I'm using Python 3.12.6 and pandas==2.2.3.
This is a simple code, that I've always used and always worked to read the first sheet of an excel file:
df = pd.read_excel(file_path, engine='openpyxl', sheet_name=0, index_col=None)
However, I have an excel file that is behaving strangely. This is the sheet header, it has these columns:
"NOME", "DATA INSCRIÇÃO ", "PROVA OBJETIVA", "PROVA DISCURSIVA"

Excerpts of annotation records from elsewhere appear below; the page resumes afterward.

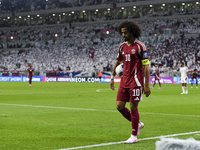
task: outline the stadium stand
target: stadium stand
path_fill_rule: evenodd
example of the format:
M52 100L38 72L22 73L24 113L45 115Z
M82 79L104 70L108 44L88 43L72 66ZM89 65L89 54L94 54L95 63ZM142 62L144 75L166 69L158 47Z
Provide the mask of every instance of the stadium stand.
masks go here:
M42 5L39 1L32 2L38 9L37 4ZM5 10L9 11L6 7ZM199 9L172 14L162 10L149 11L146 18L150 19L144 17L137 20L143 30L140 40L147 46L151 70L153 64L158 63L161 76L177 76L181 61L186 63L190 71L194 68L200 70L200 38L193 37L200 35L198 13ZM160 18L168 15L171 17ZM177 19L177 15L183 17ZM129 18L132 19L131 16ZM120 20L96 20L94 23L0 28L0 72L3 75L24 75L30 63L36 75L68 76L70 72L77 72L77 76L94 76L99 70L110 72L118 46L123 42L116 31Z

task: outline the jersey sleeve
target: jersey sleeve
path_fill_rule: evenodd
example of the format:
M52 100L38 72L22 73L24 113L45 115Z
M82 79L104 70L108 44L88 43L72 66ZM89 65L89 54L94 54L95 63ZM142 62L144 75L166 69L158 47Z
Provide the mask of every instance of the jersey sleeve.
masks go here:
M119 51L118 51L118 54L117 54L117 58L116 58L116 60L118 60L118 61L122 61L123 60L122 49L123 49L123 45L120 45Z
M143 43L140 44L140 51L141 51L140 57L141 57L142 65L148 65L149 57L147 53L147 48Z

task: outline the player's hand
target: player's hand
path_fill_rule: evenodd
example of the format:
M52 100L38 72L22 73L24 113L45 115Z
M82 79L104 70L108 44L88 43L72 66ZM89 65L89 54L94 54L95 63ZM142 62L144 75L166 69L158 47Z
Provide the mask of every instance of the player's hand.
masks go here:
M115 90L115 87L114 87L114 80L111 79L110 80L110 88L114 91Z
M149 85L146 85L144 87L144 94L146 95L146 97L148 97L151 94L151 90L150 90Z

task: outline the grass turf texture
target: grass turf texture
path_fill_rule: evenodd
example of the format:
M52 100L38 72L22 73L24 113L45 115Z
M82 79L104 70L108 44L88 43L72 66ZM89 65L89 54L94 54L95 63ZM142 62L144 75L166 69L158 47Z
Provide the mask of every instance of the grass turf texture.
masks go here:
M115 109L119 84L115 87L113 92L105 83L46 82L29 87L27 82L1 82L0 149L55 150L127 140L131 124ZM138 139L200 131L199 89L188 85L189 94L181 95L181 85L157 87L139 104L145 128ZM177 136L189 137L200 140L199 134ZM157 140L86 149L154 150Z

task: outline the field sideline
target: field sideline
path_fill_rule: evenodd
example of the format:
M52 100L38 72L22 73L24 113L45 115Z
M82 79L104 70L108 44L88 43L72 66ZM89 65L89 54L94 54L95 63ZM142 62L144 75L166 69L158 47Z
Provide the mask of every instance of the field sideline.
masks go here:
M140 102L145 127L138 143L123 144L131 124L115 108L115 86L113 92L106 83L1 82L0 149L155 150L164 135L200 140L199 89L188 85L181 95L181 85L163 84Z

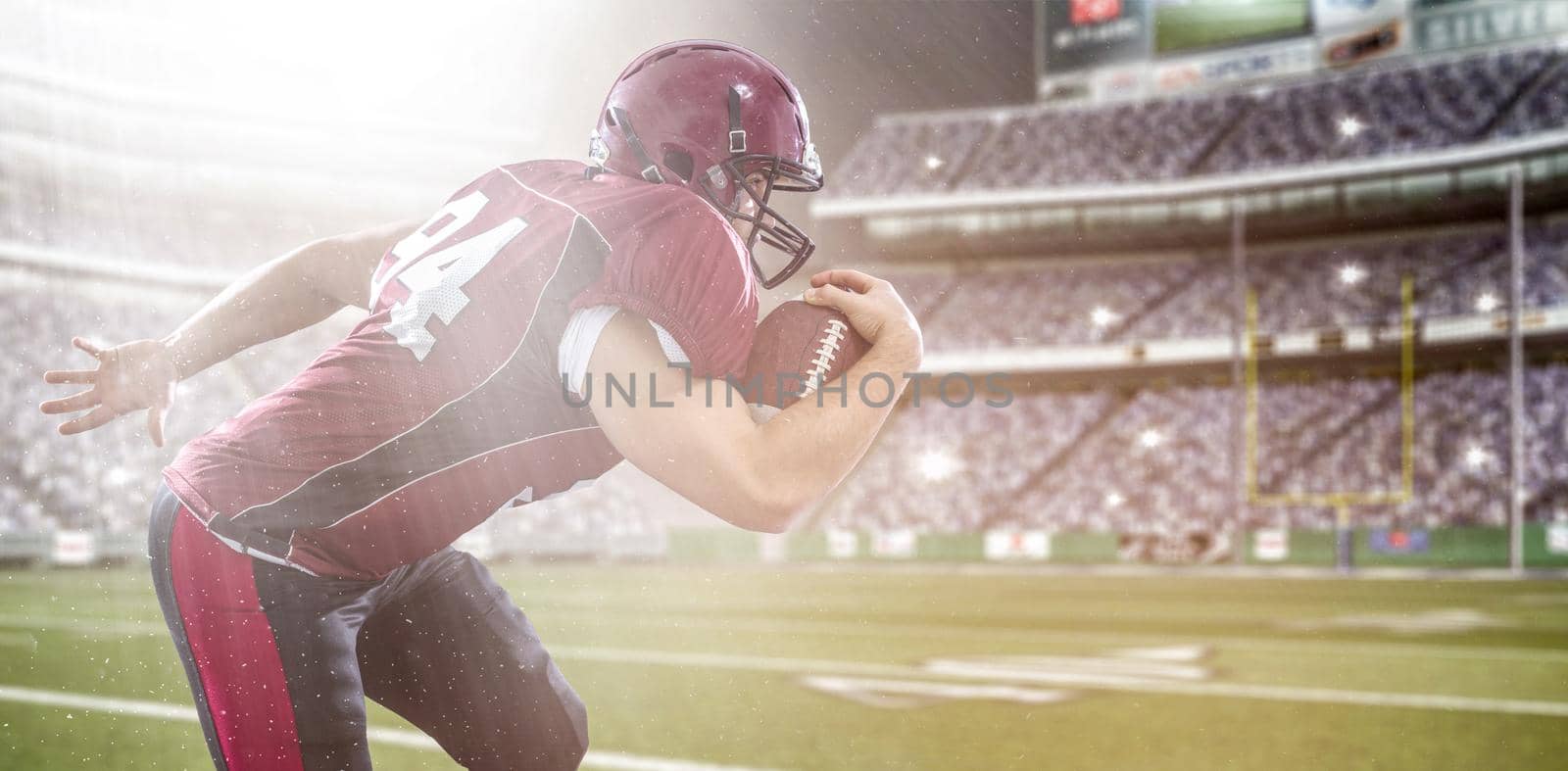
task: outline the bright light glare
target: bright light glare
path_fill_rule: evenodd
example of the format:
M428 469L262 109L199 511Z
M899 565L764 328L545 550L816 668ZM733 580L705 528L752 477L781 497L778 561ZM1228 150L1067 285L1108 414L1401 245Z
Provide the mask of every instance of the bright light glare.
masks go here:
M1145 428L1143 433L1138 434L1138 443L1152 450L1165 443L1165 434L1162 434L1157 428Z
M958 461L947 453L931 450L920 456L919 467L920 476L925 476L927 481L942 481L958 470Z
M1480 469L1486 465L1488 461L1491 461L1491 453L1479 445L1469 445L1469 448L1465 450L1465 465L1469 465L1471 469Z

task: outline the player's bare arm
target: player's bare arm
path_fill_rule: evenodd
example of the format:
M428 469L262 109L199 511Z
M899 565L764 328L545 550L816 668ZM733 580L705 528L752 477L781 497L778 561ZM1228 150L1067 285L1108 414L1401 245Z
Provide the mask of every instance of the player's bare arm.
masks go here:
M321 321L337 310L368 302L378 260L416 223L395 223L312 241L235 279L177 329L158 340L100 346L77 337L72 345L97 359L91 370L50 370L44 381L86 386L71 396L39 404L45 414L85 414L60 425L80 434L138 409L147 411L147 436L163 447L163 418L176 382L252 346Z
M902 392L903 373L920 365L922 340L892 285L847 270L818 273L811 282L806 299L840 310L872 343L848 370L848 382L884 373ZM878 398L881 406L858 398L848 406L806 398L757 425L745 400L726 393L726 382L696 379L687 390L684 373L666 364L649 324L626 312L601 335L590 375L665 384L657 406L651 400L599 398L594 417L616 450L643 472L726 522L770 533L787 530L798 512L844 480L897 401L897 393Z

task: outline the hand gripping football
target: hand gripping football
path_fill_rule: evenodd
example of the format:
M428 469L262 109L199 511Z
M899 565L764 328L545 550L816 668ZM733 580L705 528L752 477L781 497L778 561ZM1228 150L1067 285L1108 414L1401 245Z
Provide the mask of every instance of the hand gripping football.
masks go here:
M784 302L757 324L742 384L746 401L787 407L842 376L870 348L844 313L798 299ZM850 384L851 398L853 392ZM840 396L825 401L837 404Z

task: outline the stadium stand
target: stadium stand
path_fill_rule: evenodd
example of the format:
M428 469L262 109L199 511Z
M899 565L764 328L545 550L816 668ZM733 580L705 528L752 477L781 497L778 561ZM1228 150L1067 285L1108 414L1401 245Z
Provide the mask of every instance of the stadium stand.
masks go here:
M1563 67L1540 45L1250 92L889 116L844 160L836 194L1157 182L1512 138L1562 128Z
M1253 249L1247 279L1265 332L1394 326L1403 276L1414 279L1416 318L1504 309L1507 249L1504 229L1490 226L1378 233ZM947 281L931 273L889 276L919 298L913 307L933 351L1228 335L1236 306L1229 259L1218 254L1032 260ZM1538 223L1526 230L1524 307L1563 302L1568 221Z
M1568 478L1568 364L1529 370L1526 511L1552 519ZM1416 498L1358 512L1366 525L1505 522L1507 378L1439 371L1416 384ZM1004 409L927 401L905 407L851 484L823 512L837 527L930 533L980 527L1060 531L1225 528L1236 392L1151 386L1029 393ZM1399 487L1399 387L1391 378L1265 386L1258 453L1262 492ZM908 464L908 448L922 448ZM935 461L933 461L935 458ZM1250 508L1247 527L1331 528L1325 506Z

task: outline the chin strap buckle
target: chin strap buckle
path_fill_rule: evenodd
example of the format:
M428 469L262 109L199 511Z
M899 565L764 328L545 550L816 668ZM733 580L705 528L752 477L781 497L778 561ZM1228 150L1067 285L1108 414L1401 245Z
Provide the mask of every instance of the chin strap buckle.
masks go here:
M740 125L740 91L729 86L729 154L746 152L746 130Z

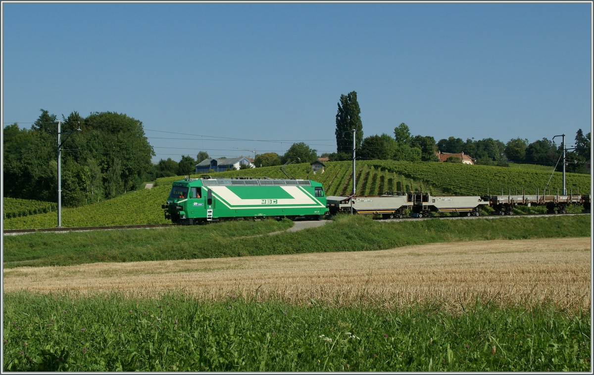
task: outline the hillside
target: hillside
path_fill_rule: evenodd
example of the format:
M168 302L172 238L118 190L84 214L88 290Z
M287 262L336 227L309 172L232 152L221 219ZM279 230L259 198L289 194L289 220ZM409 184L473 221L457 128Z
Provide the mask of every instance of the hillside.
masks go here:
M285 167L291 177L309 179L322 183L327 195L342 195L352 189L350 161L326 163L324 173L314 174L309 164L292 164ZM213 177L268 177L286 178L279 166L211 174ZM192 177L200 176L191 175ZM171 183L183 176L159 179L151 189L131 192L116 198L77 208L62 208L64 227L167 224L161 205L165 202ZM550 182L549 179L550 179ZM566 174L567 192L589 193L590 175ZM486 195L515 193L524 189L533 194L557 193L562 188L562 174L536 169L505 168L488 166L427 162L370 160L356 163L356 193L358 196L377 195L386 191L423 190L434 194ZM4 212L14 211L12 201L4 202ZM31 205L37 204L31 201ZM18 204L22 205L22 202ZM24 212L26 210L21 210ZM31 211L32 212L32 211ZM55 212L7 218L4 229L52 228L57 225Z

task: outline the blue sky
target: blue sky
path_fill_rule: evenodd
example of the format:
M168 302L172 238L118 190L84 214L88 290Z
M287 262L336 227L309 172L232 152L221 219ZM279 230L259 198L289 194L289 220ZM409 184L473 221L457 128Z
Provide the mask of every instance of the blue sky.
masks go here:
M154 161L320 154L354 90L364 136L569 144L592 128L592 25L590 2L5 2L2 123L125 113Z

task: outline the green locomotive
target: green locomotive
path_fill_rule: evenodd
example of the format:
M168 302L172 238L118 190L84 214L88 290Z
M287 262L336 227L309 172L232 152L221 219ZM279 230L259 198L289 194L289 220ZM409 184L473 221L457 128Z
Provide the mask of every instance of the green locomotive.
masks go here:
M166 219L181 224L267 217L319 220L328 213L324 188L315 181L203 177L173 182L161 206Z

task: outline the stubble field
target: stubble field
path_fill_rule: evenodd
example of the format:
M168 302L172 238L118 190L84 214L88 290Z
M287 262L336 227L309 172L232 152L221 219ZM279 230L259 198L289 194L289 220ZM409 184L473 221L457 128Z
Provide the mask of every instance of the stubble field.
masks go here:
M360 252L97 263L4 270L5 293L181 292L299 305L386 308L477 300L500 306L590 308L589 237L454 242Z

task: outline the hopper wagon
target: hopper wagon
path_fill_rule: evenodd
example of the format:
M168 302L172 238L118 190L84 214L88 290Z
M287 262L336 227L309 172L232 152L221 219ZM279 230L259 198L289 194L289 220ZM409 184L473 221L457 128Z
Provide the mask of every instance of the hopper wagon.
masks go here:
M410 216L432 216L436 212L458 213L461 216L479 215L479 208L489 204L489 200L479 196L431 195L421 192L390 193L377 196L360 196L351 199L350 196L327 197L330 212L381 215L386 218L402 218L407 210Z
M311 180L186 177L173 183L165 218L194 224L229 219L319 220L328 212L322 185Z
M350 213L352 206L353 214L381 215L384 218L402 218L410 206L404 193L356 197L352 202L350 196L328 196L326 200L333 215L339 212Z
M434 212L457 213L460 216L478 216L479 208L488 205L486 197L478 195L432 195L415 192L407 194L412 203L412 216L431 216Z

However, note that there are a few line breaks in some cells that might be strange to utf8 encoding:
read_excel() only reads up to the column "DATA INSCRIÇÃO".
print(df.columns)
Index(['NOME', 'DATA INSCRIÇÃO '],
dtype='object')
When I save this sheet to .csv and open with notepad, this is what I see:
NOME;DATA INSCRIÇÃO ;"PROVA
OBJETIVA";"PROVA
DISCURSIVA"
I've noticed there are line breaks, as well as quotes, precisely on the problematic columns. Anyone has any idea why it's breaking? Or a better way to read all the columns in Python?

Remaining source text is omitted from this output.